Among his achievements are various public amenities, often dedicated to culture and expressing a contemporary bias in some remarkable places (Villa Medicis, Rodin Museum, Louvre Palace, Zone Rosa in Mexico, Cluny’s abbey, Château de Versailles…)

His work embraces architecture, landscape and museography. Bernard Desmoulin participates in diverse consultations (Jean-Paul Gautier’s head office, French Ambassy in Tokyo,  restructuration of the Picasso Museum in Paris, Albert Kahn Museum in Boulogne…), and conceives the scenography for some international conferences, in collaboration with the French Ministry of Foreign Affairs.

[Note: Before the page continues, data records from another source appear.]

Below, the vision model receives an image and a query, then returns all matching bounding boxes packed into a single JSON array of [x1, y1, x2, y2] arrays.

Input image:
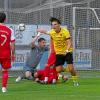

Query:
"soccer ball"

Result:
[[62, 75, 68, 81], [18, 23, 25, 31]]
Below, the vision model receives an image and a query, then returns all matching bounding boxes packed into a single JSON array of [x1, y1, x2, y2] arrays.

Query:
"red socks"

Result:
[[2, 71, 8, 87]]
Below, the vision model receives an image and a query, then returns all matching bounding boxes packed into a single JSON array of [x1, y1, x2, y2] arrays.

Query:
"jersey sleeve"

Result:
[[11, 29, 15, 42]]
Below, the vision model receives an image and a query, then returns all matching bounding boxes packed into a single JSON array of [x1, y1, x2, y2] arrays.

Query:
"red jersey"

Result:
[[0, 24, 15, 58]]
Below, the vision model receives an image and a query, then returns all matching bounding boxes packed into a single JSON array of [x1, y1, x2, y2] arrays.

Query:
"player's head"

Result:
[[50, 17, 61, 30], [0, 12, 6, 23], [38, 38, 46, 47]]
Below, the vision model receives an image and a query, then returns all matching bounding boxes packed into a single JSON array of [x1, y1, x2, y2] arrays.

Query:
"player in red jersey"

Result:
[[34, 67, 58, 84], [0, 12, 15, 92]]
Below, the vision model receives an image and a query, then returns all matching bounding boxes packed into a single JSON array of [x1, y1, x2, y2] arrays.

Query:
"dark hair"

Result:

Honored with the Equerre d’Argent Prize in 2009 for the conception of the Leo Delibes Conservatory in Clichy (near Paris), he also won the Silver medal of the Architecture Academy in 2000. He’s therefore often invited as a lecturer for national and international conferences.  His publication, Mais qui vous a promis un sommeil éternel? follows on from his inaugural lesson in Chaillot School (2011) and a discussion at the City of Architecture and Heritage in Paris (2010). Lastly, Bernard Desmoulin is a professor at the National Architecture School of Paris Val de Seine, and a consultant architect for the State.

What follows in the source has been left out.